Die Sanierung der Monhardter Wasserstube verläuft nicht so reibungslos wie erhofft: Wegen unvorhergesehener Komplikationen genehmigte der Gemeinderat in seiner jüngsten Sitzung Mehrkosten.
Die ersten Überlegungen zur Sanierung der Monhardter Wasserstube liegen ein gutes Jahrzehnt zurück, und lange war unklar, ob und wann das Vorhaben umgesetzt werden kann. Auflagen mussten in die Planung eingearbeitet werden, Zuschussbescheide ließen auf sich warten. Im vergangenen Jahr ging es dann Knall auf Fall, und der Gemeinderat musste einen Nachtragshaushalt verabschieden, um das Projekt überhaupt so plötzlich finanzieren zu können.

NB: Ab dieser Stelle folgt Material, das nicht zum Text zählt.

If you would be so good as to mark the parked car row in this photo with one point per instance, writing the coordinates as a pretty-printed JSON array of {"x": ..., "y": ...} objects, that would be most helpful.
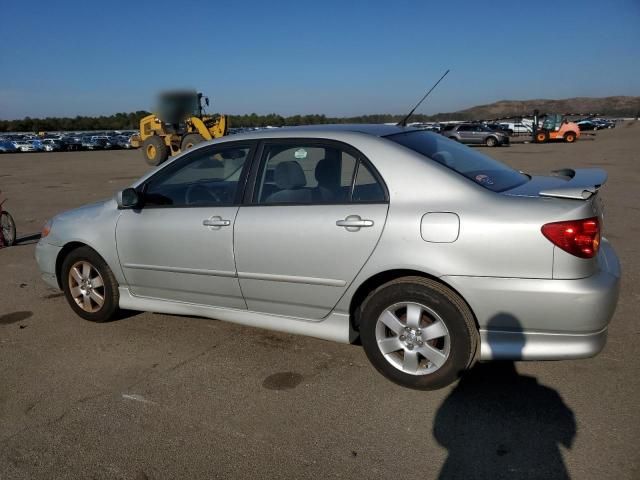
[
  {"x": 595, "y": 124},
  {"x": 65, "y": 142}
]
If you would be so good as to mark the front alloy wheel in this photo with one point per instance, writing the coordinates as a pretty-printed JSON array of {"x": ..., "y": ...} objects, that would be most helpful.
[
  {"x": 89, "y": 285},
  {"x": 86, "y": 286}
]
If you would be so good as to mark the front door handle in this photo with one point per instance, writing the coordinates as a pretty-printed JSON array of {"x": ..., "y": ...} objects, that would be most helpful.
[
  {"x": 354, "y": 223},
  {"x": 216, "y": 222}
]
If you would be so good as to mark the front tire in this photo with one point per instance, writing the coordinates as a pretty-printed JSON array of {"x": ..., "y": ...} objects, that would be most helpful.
[
  {"x": 191, "y": 140},
  {"x": 154, "y": 150},
  {"x": 418, "y": 333},
  {"x": 7, "y": 229},
  {"x": 90, "y": 286}
]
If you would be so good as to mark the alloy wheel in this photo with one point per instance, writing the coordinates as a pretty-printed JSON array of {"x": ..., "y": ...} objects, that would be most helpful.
[
  {"x": 413, "y": 338},
  {"x": 86, "y": 286}
]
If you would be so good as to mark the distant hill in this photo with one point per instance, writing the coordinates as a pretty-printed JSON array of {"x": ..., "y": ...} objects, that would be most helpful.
[{"x": 610, "y": 106}]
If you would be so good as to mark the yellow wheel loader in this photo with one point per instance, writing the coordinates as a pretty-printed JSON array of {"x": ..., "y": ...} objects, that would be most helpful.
[{"x": 179, "y": 125}]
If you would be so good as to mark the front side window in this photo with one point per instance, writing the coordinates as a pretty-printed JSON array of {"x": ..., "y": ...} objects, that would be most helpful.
[
  {"x": 311, "y": 173},
  {"x": 207, "y": 176}
]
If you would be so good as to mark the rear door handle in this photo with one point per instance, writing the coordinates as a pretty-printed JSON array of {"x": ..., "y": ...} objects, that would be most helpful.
[
  {"x": 354, "y": 223},
  {"x": 216, "y": 222}
]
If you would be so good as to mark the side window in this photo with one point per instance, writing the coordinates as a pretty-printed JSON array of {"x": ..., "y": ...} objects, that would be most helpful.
[
  {"x": 208, "y": 176},
  {"x": 305, "y": 174},
  {"x": 366, "y": 188}
]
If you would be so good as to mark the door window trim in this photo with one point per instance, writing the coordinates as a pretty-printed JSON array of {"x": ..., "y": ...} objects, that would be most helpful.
[
  {"x": 260, "y": 162},
  {"x": 179, "y": 163}
]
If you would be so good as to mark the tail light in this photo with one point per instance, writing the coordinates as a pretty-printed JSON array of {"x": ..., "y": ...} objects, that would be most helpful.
[{"x": 578, "y": 237}]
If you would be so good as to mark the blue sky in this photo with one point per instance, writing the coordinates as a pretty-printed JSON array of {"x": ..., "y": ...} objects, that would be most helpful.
[{"x": 335, "y": 57}]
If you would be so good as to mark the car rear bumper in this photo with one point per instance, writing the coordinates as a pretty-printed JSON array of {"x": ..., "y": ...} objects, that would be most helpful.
[
  {"x": 46, "y": 255},
  {"x": 543, "y": 319}
]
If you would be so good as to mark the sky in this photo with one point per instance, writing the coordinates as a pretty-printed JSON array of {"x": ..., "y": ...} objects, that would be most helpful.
[{"x": 340, "y": 58}]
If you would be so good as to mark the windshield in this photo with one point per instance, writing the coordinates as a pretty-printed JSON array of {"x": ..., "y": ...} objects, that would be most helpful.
[{"x": 480, "y": 168}]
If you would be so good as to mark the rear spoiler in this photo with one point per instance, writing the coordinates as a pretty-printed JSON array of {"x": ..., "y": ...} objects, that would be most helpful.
[{"x": 581, "y": 184}]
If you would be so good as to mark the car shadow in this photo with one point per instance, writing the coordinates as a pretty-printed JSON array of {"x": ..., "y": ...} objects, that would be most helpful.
[{"x": 497, "y": 423}]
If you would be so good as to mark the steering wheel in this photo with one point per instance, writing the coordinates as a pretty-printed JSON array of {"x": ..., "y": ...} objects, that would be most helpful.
[{"x": 198, "y": 193}]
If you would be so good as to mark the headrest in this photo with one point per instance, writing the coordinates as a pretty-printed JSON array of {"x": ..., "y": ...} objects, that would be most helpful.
[
  {"x": 289, "y": 175},
  {"x": 325, "y": 173}
]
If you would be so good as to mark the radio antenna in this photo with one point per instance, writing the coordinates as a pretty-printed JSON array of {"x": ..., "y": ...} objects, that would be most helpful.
[{"x": 403, "y": 122}]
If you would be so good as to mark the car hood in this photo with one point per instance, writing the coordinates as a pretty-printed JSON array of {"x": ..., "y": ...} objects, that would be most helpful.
[
  {"x": 73, "y": 225},
  {"x": 89, "y": 210}
]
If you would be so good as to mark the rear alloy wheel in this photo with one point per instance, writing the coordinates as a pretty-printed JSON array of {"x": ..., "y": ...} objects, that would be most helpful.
[
  {"x": 190, "y": 140},
  {"x": 154, "y": 150},
  {"x": 89, "y": 285},
  {"x": 7, "y": 229},
  {"x": 418, "y": 333}
]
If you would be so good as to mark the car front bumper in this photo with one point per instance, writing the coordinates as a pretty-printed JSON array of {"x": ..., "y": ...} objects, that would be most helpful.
[
  {"x": 46, "y": 255},
  {"x": 543, "y": 319}
]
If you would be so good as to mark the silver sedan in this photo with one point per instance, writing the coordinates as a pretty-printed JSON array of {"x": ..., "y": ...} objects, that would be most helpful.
[{"x": 429, "y": 253}]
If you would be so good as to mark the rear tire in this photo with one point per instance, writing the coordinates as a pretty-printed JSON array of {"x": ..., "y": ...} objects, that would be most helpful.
[
  {"x": 89, "y": 285},
  {"x": 154, "y": 150},
  {"x": 7, "y": 229},
  {"x": 418, "y": 333},
  {"x": 191, "y": 140}
]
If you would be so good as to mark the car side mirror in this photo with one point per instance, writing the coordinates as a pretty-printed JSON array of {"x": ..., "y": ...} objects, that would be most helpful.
[{"x": 128, "y": 198}]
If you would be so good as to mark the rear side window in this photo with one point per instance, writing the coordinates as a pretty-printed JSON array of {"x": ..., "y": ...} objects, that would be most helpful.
[
  {"x": 313, "y": 173},
  {"x": 483, "y": 170}
]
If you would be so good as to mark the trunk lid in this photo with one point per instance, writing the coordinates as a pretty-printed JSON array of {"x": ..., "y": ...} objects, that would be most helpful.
[{"x": 573, "y": 184}]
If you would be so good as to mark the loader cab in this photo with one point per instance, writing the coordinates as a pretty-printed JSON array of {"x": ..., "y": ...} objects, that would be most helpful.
[{"x": 176, "y": 107}]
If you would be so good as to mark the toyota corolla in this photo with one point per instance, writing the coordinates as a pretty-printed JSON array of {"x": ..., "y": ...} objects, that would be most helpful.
[{"x": 431, "y": 254}]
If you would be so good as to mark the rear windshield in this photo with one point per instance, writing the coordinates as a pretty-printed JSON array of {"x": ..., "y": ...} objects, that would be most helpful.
[{"x": 480, "y": 168}]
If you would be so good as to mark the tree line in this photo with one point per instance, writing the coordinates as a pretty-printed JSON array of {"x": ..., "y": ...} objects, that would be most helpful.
[{"x": 131, "y": 121}]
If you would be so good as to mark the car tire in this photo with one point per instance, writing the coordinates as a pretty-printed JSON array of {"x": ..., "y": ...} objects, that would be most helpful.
[
  {"x": 191, "y": 140},
  {"x": 7, "y": 229},
  {"x": 89, "y": 285},
  {"x": 154, "y": 150},
  {"x": 390, "y": 319}
]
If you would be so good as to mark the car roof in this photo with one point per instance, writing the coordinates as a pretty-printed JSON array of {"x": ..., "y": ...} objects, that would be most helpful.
[{"x": 377, "y": 130}]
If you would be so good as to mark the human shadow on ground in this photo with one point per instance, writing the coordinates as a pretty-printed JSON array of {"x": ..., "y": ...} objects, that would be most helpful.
[{"x": 499, "y": 424}]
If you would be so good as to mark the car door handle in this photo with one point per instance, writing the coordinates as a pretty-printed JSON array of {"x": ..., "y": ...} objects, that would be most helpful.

Inzwischen sind die Arbeiten in vollem Gange, und die Bagger fördern Dinge zu Tage, die sowohl die zeitliche als auch die finanzielle Planung zur Makulatur werden lassen. „Eigentlich sind wir ja froh, wenn die Nagold ordentlich Wasser führt“, merkte Günther Garbe an. Dabei hatte der Chef der Stadtwerke Altensteig diverse Wasserkraft-Anlagen im Blick, mit denen der städtische Eigenbetrieb Strom erzeugt. „Aber jetzt gerade ist das eher störend“, fügte er hinzu, denn für die Sanierung des Flößerdenkmals seien Arbeiten im Flussbett erforderlich.
Nachdem die Konstruktion nun trocken gelegt und eine größere Menge „Geschiebe“ – Sedimente und Geröll, das die Nagold angeschwemmt und abgelagert hat – entfernt worden sind, hätten sich neue Komplikationen offenbart, erläuterte Günther Garbe den Altensteiger Stadträten. Zum einen seien die Fundamente nicht so ausgeführt worden, wie in den vorliegenden Plänen ausgewiesen. Da gebe es Höhenunterschiede von bis zu 20 Zentimetern. Außerdem seien die senkrechten Holzbohlen entgegen der Erwartungen einbetoniert worden. Und die unter der Wasserlinie liegenden Holzteile seien „brutal abgenutzt“.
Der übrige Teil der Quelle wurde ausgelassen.